A table was upended against one wall, legs sticking out into
the little room. From behind it reared the third man. He was screaming. He had
blood flowing down his cheeks like muttonchops, Mildred saw as she swung up her
handblaster. His eardrums had burst and bled. But the table evidently had
shielded him from the brunt of blast and shrapnel.
The Sharp sec man held a big Peacemaker-type single-action
revolver. He tried to raise it to shoot J.B., right across the table from him.
With horrified certainty Mildred knew she wasn’t going to get a bullet into the
survivor in time to stop him from shooting her lover.
But the little man in the fedora had the reflexes of a puma. He
skipped forward and smashed the butt of the Smith & Wesson shotgun into the
blood-whiskered face. Mildred’s slowly returning hearing caught bone crunching
and the squeal of breaking teeth.
The kid toppled backward, right out the unglazed east window.
Mildred heard him shout. His cries cut off abruptly, then came back two octaves
higher and triple-loud as he thrashed on the dirt street in a paroxysm of
torment from shattered bones.
The screams stopped again. Leaning his head out, J.B. spoke a
single syllable. “Jak.”
She nodded. No more need be said.
J.B. turned back and grinned at her. She gasped. He had a light
spray of red across his right cheek and temple.
Seeing her reaction, he reached up, touched himself then
glanced at his fingers.
“It’s not mine,” he said.
“Oh, John!” He allowed her to capture him in a brief, fervent
embrace. Then he gently but decisively pushed her clear.
“Watch my back now. Got some work to do.”
* * *
H
AMMERING
AT
THE
DOOR
brought Ryan awake with his
SIG-Sauer in hand.
Beside him, Krysty rolled off the bed. He leaped to his feet on
the other side and stepped away, covering the door with his handblaster as
Krysty, kneeling on the far side, did the same. Lying on his pallet at the foot
of the bed, Doc groped for his bulky LeMat.
“What?” Ryan called.

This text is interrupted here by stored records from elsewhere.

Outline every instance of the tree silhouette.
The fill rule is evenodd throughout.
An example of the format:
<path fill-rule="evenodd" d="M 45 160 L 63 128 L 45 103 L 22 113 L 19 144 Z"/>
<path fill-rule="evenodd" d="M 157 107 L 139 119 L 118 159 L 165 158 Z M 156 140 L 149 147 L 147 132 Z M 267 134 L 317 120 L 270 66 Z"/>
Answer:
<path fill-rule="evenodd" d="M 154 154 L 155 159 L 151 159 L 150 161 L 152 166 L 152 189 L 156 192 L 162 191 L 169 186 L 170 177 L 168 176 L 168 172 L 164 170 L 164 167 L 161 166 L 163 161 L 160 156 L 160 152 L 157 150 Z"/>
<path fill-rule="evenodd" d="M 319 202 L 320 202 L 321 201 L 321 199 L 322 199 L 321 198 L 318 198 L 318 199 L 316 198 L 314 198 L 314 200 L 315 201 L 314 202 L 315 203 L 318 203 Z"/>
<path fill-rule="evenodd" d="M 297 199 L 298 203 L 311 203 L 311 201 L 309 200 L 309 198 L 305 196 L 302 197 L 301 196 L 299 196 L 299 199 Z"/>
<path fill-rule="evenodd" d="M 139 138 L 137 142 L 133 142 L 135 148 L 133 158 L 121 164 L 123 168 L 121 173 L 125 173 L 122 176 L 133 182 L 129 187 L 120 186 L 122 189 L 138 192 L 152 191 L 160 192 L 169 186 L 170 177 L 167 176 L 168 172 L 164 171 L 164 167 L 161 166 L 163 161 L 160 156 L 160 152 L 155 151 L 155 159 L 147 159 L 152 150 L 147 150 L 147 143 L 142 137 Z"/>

They slept in a guest room on the third
floor of Miranda Sharp’s palace. After the easy and showy success the friends
had handed her, she was inclined to treat them double-well.
“Baron says come quick,” the young sec man said through the
door. What was his name?
“What is it, Hedders?” Krysty called.
“Trouble,” the youth said.
Five minutes later, fully dressed and fully armed, the three
were ushered into the Baron’s frou-frou parlor on the bottom floor. Ryan
reckoned it was a good sign nobody tried to relieve them of their weapons. Then
again, it could have been fear on the part of the underlings assigned the task.

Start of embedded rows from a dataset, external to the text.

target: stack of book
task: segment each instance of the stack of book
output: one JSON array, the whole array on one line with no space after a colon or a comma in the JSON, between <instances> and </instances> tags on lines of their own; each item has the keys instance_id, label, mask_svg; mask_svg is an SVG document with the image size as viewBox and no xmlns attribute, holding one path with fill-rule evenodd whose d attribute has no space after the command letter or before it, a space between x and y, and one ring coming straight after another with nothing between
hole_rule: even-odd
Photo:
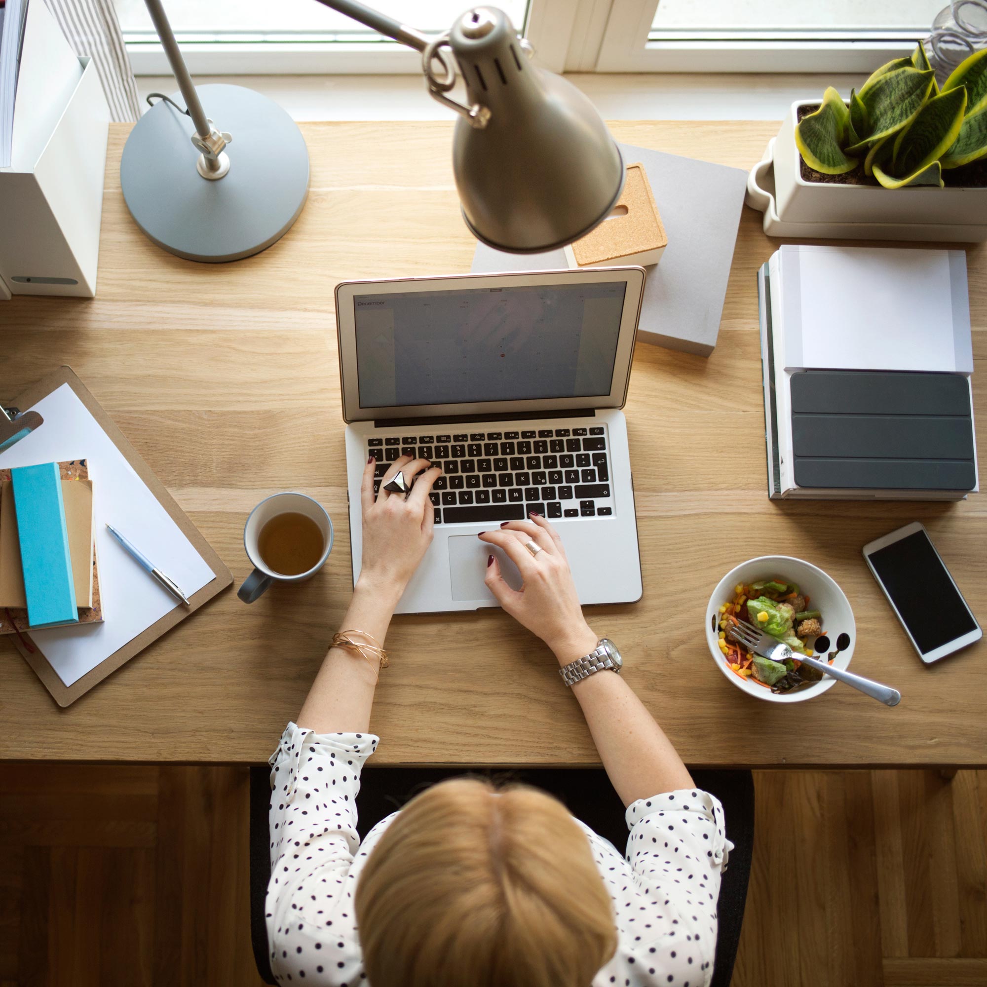
<instances>
[{"instance_id":1,"label":"stack of book","mask_svg":"<svg viewBox=\"0 0 987 987\"><path fill-rule=\"evenodd\" d=\"M87 462L0 470L0 634L102 620Z\"/></svg>"},{"instance_id":2,"label":"stack of book","mask_svg":"<svg viewBox=\"0 0 987 987\"><path fill-rule=\"evenodd\" d=\"M785 246L758 297L769 496L979 489L962 251Z\"/></svg>"}]
</instances>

Or given what he’d seen of this outfit, and Jacks’s for that matter, just plain
sloppiness.
While Hedders seemed afraid of them, or perhaps life in general
at this point, he wasn’t treating them as enemies. So there was that.

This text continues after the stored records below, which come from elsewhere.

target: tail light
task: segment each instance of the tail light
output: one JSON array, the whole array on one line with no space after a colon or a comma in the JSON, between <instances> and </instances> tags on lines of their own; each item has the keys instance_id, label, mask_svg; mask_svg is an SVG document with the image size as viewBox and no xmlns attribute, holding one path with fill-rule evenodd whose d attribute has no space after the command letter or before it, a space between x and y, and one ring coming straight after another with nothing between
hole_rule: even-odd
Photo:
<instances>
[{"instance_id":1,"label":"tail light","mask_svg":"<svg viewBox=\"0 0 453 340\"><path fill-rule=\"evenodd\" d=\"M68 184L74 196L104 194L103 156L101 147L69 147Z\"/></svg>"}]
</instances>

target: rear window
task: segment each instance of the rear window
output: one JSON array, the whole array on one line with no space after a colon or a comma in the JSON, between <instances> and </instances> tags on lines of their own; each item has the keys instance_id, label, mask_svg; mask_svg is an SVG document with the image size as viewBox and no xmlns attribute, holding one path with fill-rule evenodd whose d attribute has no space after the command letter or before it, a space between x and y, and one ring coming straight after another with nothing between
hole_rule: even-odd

Baron Miranda was wrapped in a light blue silk gown that didn’t
quite contain her. The top half of her full right breast was clearly visible
when she turned to the side, as were flashes of dark bush beneath the
indifferently tied belt. Nothing could contain the fury that darkened her fine
features. Her unbound hair was a wild black cloud. Ryan half expected to see
blue static discharges crackle through it like lightning in a thunderhead.